News & Updates

September 30, 2019

Opposing a Trademark Application Cannot Constitute a “Groundless Threat” Under the Trade Marks Act

In the matter of The Chartered Institute of Taxation vs. Institute of Chartered Tax Advisers of India Ltd. [CS(COMM) No. 448/2019], the Delhi High Court vide its order dated August 22, 2019, dismissed The Chartered Institute of Taxation’s (hereinafter ‘CIT’) plaint seeking permanent injunction, damages and declaration for groundless threats under Section 142 of Trade Marks Act, 1999. The relief was sought against, inter alia,the Defendant’s opposition against CIT’s trademark application, allegedly filed on frivolous, misleading and concocted grounds. The Court held that the Defendant could not be injuncted from filing oppositions, as that would impede the Defendant’s access to justice.

CIT is a professional body based in the UK that offers two renowned professional taxation qualifications viz. “Advanced Diploma in International Taxation” (hereinafter ‘ADIT’) and “Chartered Tax Adviser” (hereinafter ‘CTA’). The Defendant, viz. the Institute of Chartered Tax Advisers of India Ltd. (hereinafter ‘ICTAIL’) owns registrations for the marks ‘CTA (Logo)’ and ‘CHARTERED TAX ADVISER’ in India. On the basis of these marks, ICTAIL had opposed CIT’s application for the mark ADIT in class 41.

In the opposition, ICTAIL also alleged (inter alia) that the Plaintiff’s use of the mark ADIT would amount to passing off and infringement of ICTAIL’s device mark for CTA. CIT argued that in view of the evident dissimilarity between the marks, ICTAIL’s opposition was baseless and meritless, thereby constituting a “groundless threat” under Section 142.

The Court, while dismissing the plaint, held that “that anyone having a right that is a legally protected interest and complaining of its infringement and seeking relief through Court, must have an uninhindered, uninterrupted access to law Courts and that Courts ordinarily will not impede access to Courts”. The Court also clarified that Section 142 provides a remedy against mischievous acts by means of circulars, advertisements or otherwise, threatening a person with an action for infringement of trademarks.

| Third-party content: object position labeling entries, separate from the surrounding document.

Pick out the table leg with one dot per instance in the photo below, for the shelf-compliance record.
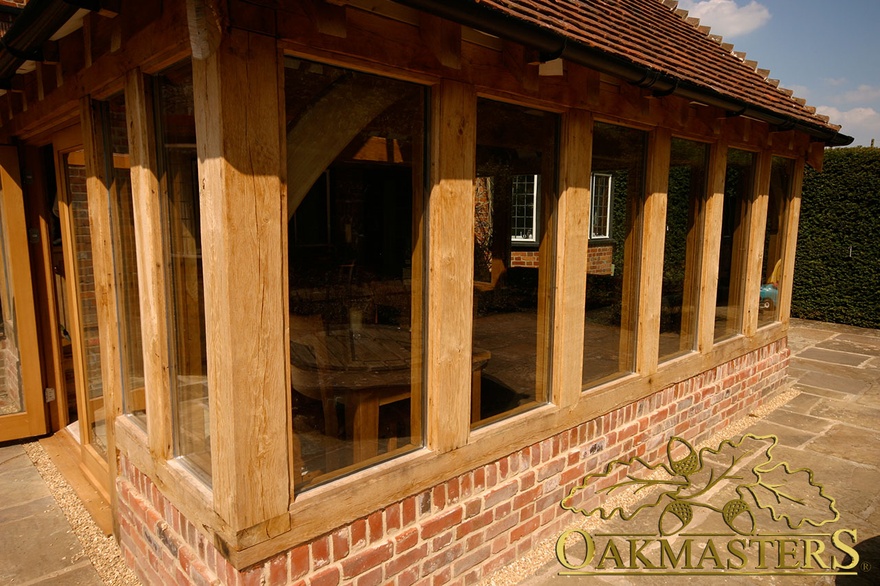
(362, 423)
(476, 394)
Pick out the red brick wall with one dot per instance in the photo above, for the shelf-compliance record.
(466, 528)
(599, 260)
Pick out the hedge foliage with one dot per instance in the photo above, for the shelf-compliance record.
(837, 269)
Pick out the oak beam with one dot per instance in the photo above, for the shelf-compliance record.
(712, 215)
(754, 259)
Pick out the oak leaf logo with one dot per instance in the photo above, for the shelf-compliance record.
(736, 480)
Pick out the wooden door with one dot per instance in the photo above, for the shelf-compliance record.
(22, 405)
(80, 306)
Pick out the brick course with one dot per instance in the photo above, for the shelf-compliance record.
(462, 530)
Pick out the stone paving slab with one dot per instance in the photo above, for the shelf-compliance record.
(834, 356)
(37, 544)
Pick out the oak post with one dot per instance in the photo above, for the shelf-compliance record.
(240, 158)
(450, 270)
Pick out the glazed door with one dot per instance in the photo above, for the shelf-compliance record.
(22, 407)
(77, 304)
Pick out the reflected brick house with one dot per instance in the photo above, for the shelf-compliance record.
(375, 283)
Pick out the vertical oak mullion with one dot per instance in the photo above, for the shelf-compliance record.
(711, 220)
(572, 240)
(650, 268)
(789, 243)
(754, 258)
(149, 242)
(450, 270)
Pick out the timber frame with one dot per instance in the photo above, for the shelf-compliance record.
(238, 50)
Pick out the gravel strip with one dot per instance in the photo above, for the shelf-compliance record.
(101, 549)
(545, 552)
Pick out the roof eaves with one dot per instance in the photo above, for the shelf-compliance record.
(555, 37)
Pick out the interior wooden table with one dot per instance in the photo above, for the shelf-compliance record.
(365, 367)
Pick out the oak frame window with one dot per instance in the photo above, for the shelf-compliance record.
(525, 209)
(600, 212)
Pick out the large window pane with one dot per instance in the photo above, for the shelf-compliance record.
(175, 124)
(11, 398)
(86, 304)
(516, 155)
(124, 259)
(738, 189)
(681, 270)
(355, 189)
(612, 287)
(781, 173)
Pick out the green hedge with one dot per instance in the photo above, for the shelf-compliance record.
(837, 269)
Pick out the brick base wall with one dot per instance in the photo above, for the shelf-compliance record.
(466, 528)
(599, 260)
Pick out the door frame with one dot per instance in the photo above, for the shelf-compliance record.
(91, 461)
(32, 421)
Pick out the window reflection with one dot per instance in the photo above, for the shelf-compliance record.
(612, 272)
(355, 175)
(515, 164)
(681, 270)
(738, 189)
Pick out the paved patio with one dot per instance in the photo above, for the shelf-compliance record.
(832, 426)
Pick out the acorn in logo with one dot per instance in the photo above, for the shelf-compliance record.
(675, 517)
(738, 516)
(688, 465)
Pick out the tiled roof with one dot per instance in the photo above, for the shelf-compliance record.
(654, 34)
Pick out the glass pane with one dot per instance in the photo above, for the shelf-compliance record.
(523, 200)
(781, 173)
(681, 261)
(601, 208)
(738, 189)
(516, 150)
(125, 260)
(612, 272)
(11, 398)
(189, 381)
(355, 186)
(75, 172)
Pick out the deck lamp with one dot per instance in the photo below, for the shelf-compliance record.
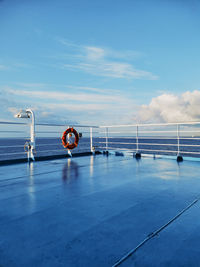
(29, 114)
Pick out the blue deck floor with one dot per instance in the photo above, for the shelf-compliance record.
(91, 211)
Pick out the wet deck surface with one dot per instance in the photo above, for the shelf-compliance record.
(91, 211)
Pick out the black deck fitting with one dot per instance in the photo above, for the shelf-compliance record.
(138, 155)
(106, 153)
(179, 158)
(119, 154)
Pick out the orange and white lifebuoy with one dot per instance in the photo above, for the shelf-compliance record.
(65, 143)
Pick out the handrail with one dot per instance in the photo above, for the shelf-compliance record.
(157, 138)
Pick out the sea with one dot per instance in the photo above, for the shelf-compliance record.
(14, 148)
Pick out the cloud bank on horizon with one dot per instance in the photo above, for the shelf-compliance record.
(172, 108)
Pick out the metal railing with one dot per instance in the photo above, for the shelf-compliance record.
(177, 139)
(22, 139)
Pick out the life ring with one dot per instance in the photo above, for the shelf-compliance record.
(67, 144)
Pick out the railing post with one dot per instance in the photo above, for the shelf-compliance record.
(137, 154)
(31, 145)
(91, 141)
(179, 158)
(106, 139)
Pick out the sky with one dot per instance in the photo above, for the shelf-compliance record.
(100, 62)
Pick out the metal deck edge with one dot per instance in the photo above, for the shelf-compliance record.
(43, 158)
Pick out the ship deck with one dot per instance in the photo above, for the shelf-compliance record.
(93, 210)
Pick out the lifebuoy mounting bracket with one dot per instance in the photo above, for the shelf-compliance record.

It was held that “…oppositions filed in statutory proceedings cannot be equated with circulars or advertisement…The intent of the legislature in drafting Section 142…appears to be, to provide remedy against a person, who without instituting legal proceedings, metes out threats of legal proceedings…The Scheme of the Section is, that adjudication of rights asserted should be through legal proceedings and not in public arena”.